- Contact: tech-kern
- Duration estimate: 4 months and up
There are many caches in the kernel. Most of these have knobs and adjustments, some exposed and some not, for sizing and writeback rate and flush behavior and assorted other voodoo, and most of the ones that aren't adjustable probably should be.
Currently all or nearly all of these caches operate on autopilot independent of the others, which does not necessarily produce good results, especially if the system is operating in a performance regime different from when the behavior was tuned by the implementors.
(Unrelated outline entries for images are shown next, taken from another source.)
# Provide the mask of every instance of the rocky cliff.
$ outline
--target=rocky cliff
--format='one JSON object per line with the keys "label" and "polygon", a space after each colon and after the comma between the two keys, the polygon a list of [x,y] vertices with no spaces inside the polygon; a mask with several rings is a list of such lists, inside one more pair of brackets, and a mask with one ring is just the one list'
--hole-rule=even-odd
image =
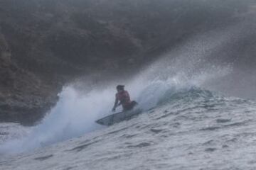
{"label": "rocky cliff", "polygon": [[0,121],[32,125],[74,77],[132,74],[191,36],[238,23],[252,4],[1,0]]}

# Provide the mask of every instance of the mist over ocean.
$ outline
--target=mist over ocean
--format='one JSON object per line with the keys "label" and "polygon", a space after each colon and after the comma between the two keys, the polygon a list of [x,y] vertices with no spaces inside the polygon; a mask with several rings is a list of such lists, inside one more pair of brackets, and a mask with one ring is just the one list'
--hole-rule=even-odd
{"label": "mist over ocean", "polygon": [[[61,4],[57,1],[56,4]],[[80,53],[85,52],[82,50],[55,51],[67,59],[61,67],[70,63],[72,74],[79,70],[79,76],[60,86],[56,103],[33,125],[1,121],[0,169],[255,169],[256,3],[235,0],[121,1],[122,8],[117,2],[85,1],[86,5],[93,6],[91,11],[85,9],[85,13],[91,12],[98,23],[115,31],[112,33],[117,36],[114,38],[122,37],[120,40],[132,42],[132,45],[124,42],[132,50],[122,48],[121,42],[114,38],[114,43],[112,40],[109,43],[115,47],[119,44],[117,48],[127,50],[123,60],[122,57],[108,57],[112,53],[108,54],[105,47],[99,48],[99,52],[92,52],[90,45],[92,51],[85,52],[91,57],[90,62],[79,58]],[[80,3],[83,2],[65,1],[63,4],[77,8]],[[110,4],[117,6],[110,6]],[[139,14],[132,10],[127,12],[131,8]],[[112,9],[113,13],[121,11],[121,16],[100,14],[107,9]],[[166,16],[159,15],[159,18],[157,12],[161,9]],[[184,11],[189,11],[189,15],[182,14]],[[148,16],[136,20],[134,17],[142,16],[141,13]],[[121,24],[117,21],[122,15],[124,21]],[[110,16],[114,19],[107,25],[106,21],[110,21]],[[149,18],[164,21],[157,25],[149,22]],[[103,36],[97,33],[105,31],[103,28],[100,29],[92,19],[88,21],[88,25],[83,23],[82,27],[93,26],[97,33],[85,31],[85,36],[90,35],[95,40]],[[129,21],[136,26],[129,26]],[[163,23],[167,22],[169,23]],[[144,37],[143,30],[151,33],[151,38]],[[70,40],[59,36],[58,41]],[[155,36],[159,37],[154,39]],[[95,47],[102,47],[98,42],[101,41],[105,39],[95,40]],[[58,45],[51,49],[59,50],[65,45]],[[133,45],[143,46],[143,50],[133,48]],[[137,55],[129,55],[130,50],[138,50]],[[100,50],[105,52],[107,59],[101,58]],[[118,52],[116,55],[122,56]],[[83,62],[90,62],[96,69],[106,64],[110,70],[107,67],[106,70],[98,69],[99,72],[90,67],[84,70],[81,69]],[[122,65],[124,62],[129,64]],[[118,66],[114,67],[111,63]],[[97,120],[112,114],[117,84],[125,85],[142,113],[111,126],[100,125]],[[116,112],[119,111],[121,107]]]}

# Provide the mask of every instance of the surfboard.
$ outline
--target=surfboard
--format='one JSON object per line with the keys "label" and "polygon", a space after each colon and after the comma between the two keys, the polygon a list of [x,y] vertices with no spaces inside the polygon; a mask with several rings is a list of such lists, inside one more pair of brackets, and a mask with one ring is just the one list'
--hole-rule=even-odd
{"label": "surfboard", "polygon": [[102,125],[112,125],[126,120],[131,119],[133,116],[139,115],[142,112],[142,109],[134,109],[129,111],[119,112],[112,115],[107,115],[96,121]]}

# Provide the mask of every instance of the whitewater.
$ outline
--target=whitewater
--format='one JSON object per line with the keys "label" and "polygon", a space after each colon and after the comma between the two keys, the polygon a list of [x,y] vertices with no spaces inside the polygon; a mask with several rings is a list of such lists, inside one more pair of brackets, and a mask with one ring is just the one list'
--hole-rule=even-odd
{"label": "whitewater", "polygon": [[[0,124],[0,169],[255,169],[256,103],[215,86],[233,63],[207,55],[232,33],[196,36],[105,88],[80,91],[69,84],[34,127]],[[96,124],[112,113],[118,84],[143,113],[110,127]]]}

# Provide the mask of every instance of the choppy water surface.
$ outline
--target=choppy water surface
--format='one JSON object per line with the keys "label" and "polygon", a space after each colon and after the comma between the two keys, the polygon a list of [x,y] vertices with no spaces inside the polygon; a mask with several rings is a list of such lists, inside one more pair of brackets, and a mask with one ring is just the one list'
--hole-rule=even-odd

It would be nice if all these caches were instead coordinated, so that they don't end up fighting with one another. Integrated control of sizing, for example, would allow explicitly maintaining a sensible balance between different memory uses based on current conditions; right now you might get that, depending on whether the available voodoo happens to work adequately under the workload you have, or you might not. Also, it is probably possible to define some simple rules about eviction, like not evicting vnodes that have UVM pages still to be written out, that can help avoid unnecessary thrashing and other adverse dynamic behavior. And similarly, it is probably possible to prefetch some caches based on activity in others. It might even be possible to come up with one glorious unified cache management algorithm.
Also note that cache eviction and prefetching is fundamentally a form of scheduling, so all of this material should also be integrated with the process scheduler to allow it to make more informed decisions.
This is a nontrivial undertaking.
Step 1 is to just find all the things in the kernel that ought to participate in a coordinated caching and scheduling scheme. This should not take all that long. Some examples include:
- UVM pages
- file system metadata buffers
- VFS name cache
- vnode cache
- size of the mbuf pool
Step 2 is to restructure and connect things up so that it is readily possible to get the necessary information from all the random places in the kernel that these things occupy, without making a horrible mess and without trashing system performance in the process or deadlocking out the wazoo. This is not going to be particularly easy or fast.
Step 3 is to take some simple steps, like suggested above, to do something useful with the coordinated information, and hopefully to show via benchmarks that it has some benefit.
Step 4 is to look into more elaborate algorithms for unified control of everything. The previous version of this project cited IBM's ARC ("Adaptive Replacement Cache") as one thing to look at. (But note that ARC may be encumbered -- someone please check on that and update this page.) Another possibility is to deploy machine learning algorithms to look for and exploit patterns.
Note: this is a serious research project. Step 3 will yield a publishable minor paper; step 4 will yield a publishable major paper if you manage to come up with something that works, and it quite possibly contains enough material for a PhD thesis.